Thursday, July 17, 2008

GENOMICS AND POSITIONAL CLONING

Please post all your questions about positional cloning, chromosome walking, clones alignment, sequencing of entire genomes, etc, here!

I have added a couple of questions and pieces of notes about genomics-related topics to the 'questions and answers' page.

11 comments:

Anonymous said...

Hello Pam,



Do we need to know about epigenetic inheritance? I don't recall the topic...


Thanks always,

Anonymous said...

No, as much as I like that topic, and I think everyone should know a little bit about it, you are not required to know it for this course.

Epigenetic inheritance is the phenomenon whereby you can inherit 'information' that is not in a DNA sequence. For example, in a particular tissue, a daughter cell 'remember' which genes were expressed and which ones were silent in its mother cell, and it inherits this 'infomration' (so it will keep silent the same genes that were silent in its mother cell).

You're always welcome!

Anonymous said...

No, as much as I like that topic, and I think everyone should know a little bit about it, you are not required to know it for this course.

Epigenetic inheritance is the phenomenon whereby you can inherit 'information' that is not in a DNA sequence.
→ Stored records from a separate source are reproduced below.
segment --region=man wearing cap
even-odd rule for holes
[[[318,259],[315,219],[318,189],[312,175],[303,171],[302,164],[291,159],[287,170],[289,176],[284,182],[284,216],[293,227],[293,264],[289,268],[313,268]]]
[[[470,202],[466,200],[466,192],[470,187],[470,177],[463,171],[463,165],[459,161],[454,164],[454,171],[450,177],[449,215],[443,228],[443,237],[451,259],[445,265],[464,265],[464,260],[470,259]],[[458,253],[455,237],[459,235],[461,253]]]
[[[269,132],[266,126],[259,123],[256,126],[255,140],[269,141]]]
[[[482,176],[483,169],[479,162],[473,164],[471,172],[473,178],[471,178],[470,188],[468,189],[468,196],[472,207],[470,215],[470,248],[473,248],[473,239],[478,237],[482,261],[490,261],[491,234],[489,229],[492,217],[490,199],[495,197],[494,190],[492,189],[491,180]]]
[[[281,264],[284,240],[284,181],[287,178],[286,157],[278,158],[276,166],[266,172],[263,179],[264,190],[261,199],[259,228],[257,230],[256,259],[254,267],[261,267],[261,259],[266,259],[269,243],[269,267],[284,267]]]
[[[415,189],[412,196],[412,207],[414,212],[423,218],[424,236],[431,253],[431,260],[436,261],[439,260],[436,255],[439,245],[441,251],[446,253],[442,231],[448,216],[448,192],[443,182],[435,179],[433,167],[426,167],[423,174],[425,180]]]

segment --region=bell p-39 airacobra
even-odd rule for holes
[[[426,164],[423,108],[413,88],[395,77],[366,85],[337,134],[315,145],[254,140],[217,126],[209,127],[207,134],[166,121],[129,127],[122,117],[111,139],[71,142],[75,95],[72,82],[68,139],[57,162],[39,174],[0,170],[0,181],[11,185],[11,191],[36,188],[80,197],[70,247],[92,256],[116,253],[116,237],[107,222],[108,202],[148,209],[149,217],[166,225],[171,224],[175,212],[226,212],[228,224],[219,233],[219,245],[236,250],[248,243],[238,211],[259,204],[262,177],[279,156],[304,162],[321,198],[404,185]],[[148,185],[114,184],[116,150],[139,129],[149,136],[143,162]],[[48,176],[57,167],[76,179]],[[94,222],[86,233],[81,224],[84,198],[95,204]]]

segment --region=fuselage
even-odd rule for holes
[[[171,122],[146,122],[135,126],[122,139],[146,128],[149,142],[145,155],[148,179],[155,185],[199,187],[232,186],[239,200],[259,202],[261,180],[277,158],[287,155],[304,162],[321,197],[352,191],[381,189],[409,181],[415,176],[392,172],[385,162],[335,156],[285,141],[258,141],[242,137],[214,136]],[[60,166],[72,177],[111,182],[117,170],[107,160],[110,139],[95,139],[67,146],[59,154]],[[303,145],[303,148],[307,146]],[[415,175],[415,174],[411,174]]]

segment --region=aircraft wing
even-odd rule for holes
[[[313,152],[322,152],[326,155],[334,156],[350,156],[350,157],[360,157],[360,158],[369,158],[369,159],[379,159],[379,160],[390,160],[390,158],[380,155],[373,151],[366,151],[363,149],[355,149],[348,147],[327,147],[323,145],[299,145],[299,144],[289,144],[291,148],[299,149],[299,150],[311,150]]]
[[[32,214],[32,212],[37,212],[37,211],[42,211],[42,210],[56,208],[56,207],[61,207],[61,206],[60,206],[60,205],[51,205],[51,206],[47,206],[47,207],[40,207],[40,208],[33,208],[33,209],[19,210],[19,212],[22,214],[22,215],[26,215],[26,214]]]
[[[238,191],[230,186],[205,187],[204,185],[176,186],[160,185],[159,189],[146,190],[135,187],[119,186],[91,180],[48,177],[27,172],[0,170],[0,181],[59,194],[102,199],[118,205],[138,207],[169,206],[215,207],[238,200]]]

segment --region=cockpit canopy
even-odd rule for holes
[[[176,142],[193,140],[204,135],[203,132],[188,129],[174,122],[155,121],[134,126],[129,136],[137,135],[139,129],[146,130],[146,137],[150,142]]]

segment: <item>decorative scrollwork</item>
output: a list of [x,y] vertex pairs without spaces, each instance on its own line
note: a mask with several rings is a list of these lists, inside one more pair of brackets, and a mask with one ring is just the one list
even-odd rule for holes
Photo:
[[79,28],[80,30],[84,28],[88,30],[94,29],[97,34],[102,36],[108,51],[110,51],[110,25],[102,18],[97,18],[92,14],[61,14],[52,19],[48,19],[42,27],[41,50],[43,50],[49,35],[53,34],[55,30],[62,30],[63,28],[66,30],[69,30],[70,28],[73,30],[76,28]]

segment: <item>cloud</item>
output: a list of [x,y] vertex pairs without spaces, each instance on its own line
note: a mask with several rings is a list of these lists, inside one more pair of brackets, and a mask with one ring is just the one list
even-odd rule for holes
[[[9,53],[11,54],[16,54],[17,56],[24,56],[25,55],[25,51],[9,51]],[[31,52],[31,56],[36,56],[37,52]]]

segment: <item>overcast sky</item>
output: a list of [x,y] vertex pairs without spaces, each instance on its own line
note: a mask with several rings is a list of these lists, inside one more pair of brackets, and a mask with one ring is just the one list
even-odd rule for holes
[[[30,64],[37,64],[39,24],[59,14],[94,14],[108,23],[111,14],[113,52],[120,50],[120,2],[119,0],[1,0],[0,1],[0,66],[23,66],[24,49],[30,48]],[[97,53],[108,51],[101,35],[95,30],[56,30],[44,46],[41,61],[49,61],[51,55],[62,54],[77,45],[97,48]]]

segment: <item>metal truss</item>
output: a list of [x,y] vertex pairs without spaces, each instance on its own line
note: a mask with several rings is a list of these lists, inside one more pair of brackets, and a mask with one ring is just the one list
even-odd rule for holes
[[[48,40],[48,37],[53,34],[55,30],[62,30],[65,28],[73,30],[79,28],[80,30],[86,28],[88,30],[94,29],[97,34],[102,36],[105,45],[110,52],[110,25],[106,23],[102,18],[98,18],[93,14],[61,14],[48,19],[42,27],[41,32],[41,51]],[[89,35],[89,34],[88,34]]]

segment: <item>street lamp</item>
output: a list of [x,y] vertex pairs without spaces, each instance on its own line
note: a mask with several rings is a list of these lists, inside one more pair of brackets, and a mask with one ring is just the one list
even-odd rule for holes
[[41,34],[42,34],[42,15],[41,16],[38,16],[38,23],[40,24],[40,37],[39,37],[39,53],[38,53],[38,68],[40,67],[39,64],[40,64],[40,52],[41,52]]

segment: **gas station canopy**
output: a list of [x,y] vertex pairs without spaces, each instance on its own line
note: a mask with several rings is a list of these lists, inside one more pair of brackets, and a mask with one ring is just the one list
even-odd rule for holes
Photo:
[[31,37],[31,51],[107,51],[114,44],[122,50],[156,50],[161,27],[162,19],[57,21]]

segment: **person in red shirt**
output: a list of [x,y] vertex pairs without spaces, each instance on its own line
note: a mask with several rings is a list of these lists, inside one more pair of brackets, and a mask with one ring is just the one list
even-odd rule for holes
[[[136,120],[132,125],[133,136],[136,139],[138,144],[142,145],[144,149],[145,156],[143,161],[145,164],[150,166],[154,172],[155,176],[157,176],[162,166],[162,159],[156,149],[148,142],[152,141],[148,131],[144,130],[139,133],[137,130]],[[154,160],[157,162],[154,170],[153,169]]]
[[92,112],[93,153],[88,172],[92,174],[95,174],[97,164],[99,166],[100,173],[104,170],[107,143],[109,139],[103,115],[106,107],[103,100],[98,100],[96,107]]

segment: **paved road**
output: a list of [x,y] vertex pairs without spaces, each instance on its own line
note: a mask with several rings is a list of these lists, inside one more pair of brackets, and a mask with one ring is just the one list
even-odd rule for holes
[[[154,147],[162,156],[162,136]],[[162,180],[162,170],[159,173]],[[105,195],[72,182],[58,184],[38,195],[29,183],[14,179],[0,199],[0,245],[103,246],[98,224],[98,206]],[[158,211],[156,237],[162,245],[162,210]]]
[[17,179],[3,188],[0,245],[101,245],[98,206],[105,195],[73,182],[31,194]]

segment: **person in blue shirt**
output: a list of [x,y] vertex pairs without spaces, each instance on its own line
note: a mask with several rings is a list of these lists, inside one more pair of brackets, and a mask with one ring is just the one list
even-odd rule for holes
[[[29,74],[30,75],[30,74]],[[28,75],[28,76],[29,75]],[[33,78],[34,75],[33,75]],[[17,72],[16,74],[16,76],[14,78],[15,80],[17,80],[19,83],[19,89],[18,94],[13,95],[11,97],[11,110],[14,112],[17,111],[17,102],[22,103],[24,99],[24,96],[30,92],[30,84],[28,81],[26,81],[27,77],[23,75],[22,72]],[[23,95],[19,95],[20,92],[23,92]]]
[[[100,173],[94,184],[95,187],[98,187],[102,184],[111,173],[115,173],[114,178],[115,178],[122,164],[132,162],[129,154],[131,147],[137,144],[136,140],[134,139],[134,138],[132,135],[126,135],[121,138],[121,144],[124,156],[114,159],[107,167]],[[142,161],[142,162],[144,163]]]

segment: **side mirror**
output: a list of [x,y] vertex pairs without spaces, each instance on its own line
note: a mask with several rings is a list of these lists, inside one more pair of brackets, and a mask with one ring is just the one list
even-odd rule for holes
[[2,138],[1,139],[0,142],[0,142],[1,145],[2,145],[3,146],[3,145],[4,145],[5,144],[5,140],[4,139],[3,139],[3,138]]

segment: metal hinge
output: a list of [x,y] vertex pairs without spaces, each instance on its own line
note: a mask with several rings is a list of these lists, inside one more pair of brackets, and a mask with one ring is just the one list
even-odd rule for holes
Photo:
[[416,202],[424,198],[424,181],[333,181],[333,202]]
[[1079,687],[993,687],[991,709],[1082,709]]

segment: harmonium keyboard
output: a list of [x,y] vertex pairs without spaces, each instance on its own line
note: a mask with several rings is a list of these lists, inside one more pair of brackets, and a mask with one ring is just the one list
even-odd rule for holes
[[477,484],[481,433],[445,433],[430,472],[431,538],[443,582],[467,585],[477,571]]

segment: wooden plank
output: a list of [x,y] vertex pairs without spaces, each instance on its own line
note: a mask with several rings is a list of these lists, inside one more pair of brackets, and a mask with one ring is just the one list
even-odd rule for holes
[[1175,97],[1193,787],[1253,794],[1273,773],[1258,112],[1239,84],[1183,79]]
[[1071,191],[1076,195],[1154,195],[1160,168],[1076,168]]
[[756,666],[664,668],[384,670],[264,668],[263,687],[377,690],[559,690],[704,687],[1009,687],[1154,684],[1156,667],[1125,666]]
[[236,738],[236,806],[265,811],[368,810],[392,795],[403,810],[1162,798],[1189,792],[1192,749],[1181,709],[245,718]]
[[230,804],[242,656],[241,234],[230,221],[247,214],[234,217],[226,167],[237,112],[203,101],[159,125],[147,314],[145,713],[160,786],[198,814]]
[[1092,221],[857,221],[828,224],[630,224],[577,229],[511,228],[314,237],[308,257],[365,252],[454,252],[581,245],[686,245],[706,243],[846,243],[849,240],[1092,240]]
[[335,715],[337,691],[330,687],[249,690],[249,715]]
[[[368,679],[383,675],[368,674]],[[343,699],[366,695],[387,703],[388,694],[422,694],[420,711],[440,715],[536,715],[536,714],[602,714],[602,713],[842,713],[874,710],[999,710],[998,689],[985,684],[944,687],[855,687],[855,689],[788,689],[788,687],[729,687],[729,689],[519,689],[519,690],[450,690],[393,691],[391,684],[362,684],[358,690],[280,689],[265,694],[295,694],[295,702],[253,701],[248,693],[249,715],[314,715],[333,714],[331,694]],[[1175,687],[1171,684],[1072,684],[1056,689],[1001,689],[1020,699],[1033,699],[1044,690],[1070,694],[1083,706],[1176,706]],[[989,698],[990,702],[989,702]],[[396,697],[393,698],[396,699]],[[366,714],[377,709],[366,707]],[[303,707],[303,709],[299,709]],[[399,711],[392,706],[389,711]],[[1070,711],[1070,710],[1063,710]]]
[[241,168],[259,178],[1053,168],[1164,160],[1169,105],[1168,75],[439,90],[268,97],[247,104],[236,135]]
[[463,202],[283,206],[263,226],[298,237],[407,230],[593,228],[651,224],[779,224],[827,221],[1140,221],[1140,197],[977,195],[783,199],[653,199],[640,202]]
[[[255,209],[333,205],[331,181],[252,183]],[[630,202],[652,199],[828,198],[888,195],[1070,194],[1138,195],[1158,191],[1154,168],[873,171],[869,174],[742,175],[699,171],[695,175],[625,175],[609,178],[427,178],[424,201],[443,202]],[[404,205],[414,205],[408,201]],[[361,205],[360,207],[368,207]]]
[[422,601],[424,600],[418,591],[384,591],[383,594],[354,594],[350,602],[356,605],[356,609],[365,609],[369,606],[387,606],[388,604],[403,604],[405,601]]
For example, in a particular tissue, a daughter cell 'remember' which genes were expressed and which ones were silent in its mother cell, and it inherits this 'infomration' (so it will keep silent the same genes that were silent in its mother cell).

You're always welcome!

Anonymous said...

craig mentioned about the "lollipop structure" which is the crossover between IR sequence in prokaryotes. Do we only see that in prokaryotes? Also, crossover occurs in both prokaryotes and eukaryotes as a way to move transposable elements right?
Thank you very much

Anonymous said...

I don't know if anyone has actually seen that structure in eukaryotes, but it may occur in eukaryotes too.
Crossovers that move trnsposable elements can happen in both prokaryotes and eukaryotes. The precise mechanism of transposition, however, is still not completely clear!

Cheers

Pam

PS: wikipedia has a really nice section on transposons:
http://en.wikipedia.org/wiki/Transposon

Anonymous said...

Hi,


You mentioned that enhancer sequence can be even within a gene itself... Can a silence sequence be within a gene as well? What significance would this play in the overall picture (whether enhancer is upstream, downstream, within gene)?


Thanks!

Anonymous said...

Yes, an enhancer could be in an intron. The same is valid for silencers...
Where an enhancer or silencer is does not necessarily matters, but when we have to remember this. For example, when we go 'looking for enhancers', like in that mouse question (gene only expressed in the kidneys of male mice)...we need to remember to look both upstream and downstream of the gene of interest, and also 'inside' the gene itself.

I am not sure if this answers your question....let me know!

Cheers

Pam

Anonymous said...

when we do dna in situ hybridization and we find a deletion or insertion in a chromosome, is this enough information to do positional cloning?

Anonymous said...

yes and no. We also need to have a phenotype (or SOMETHING) that we are going after.
For example, we may know that all the individuals with the deletion in question display a certain mutant phenotype. This allows us to infer that a gene that is crucial for the phenotype that we are looking at is normally located in the region of the genome that is deleted in the mutant individuals.
Same idea with an insertion...if we see that every time we have the insertion at a particular locus, we also see a mutant phenotype, then it is probably that the insertion is what causes the mutant phenotype.
The insertion or deletion represent a spot where we can start chromosome walking from.

I hope this helps

Anonymous said...

for RT-PCR, why is there no information on transcript size? Can we tell dna fragment size with PCR? Thank you very much

Anonymous said...

All you have to do to find out the size of a PCR-amplified fragment is run it on a gel beside a standard (or a 'ladder', a mixture of molecules of known size). This is the fastest way to find out the size of the fragment.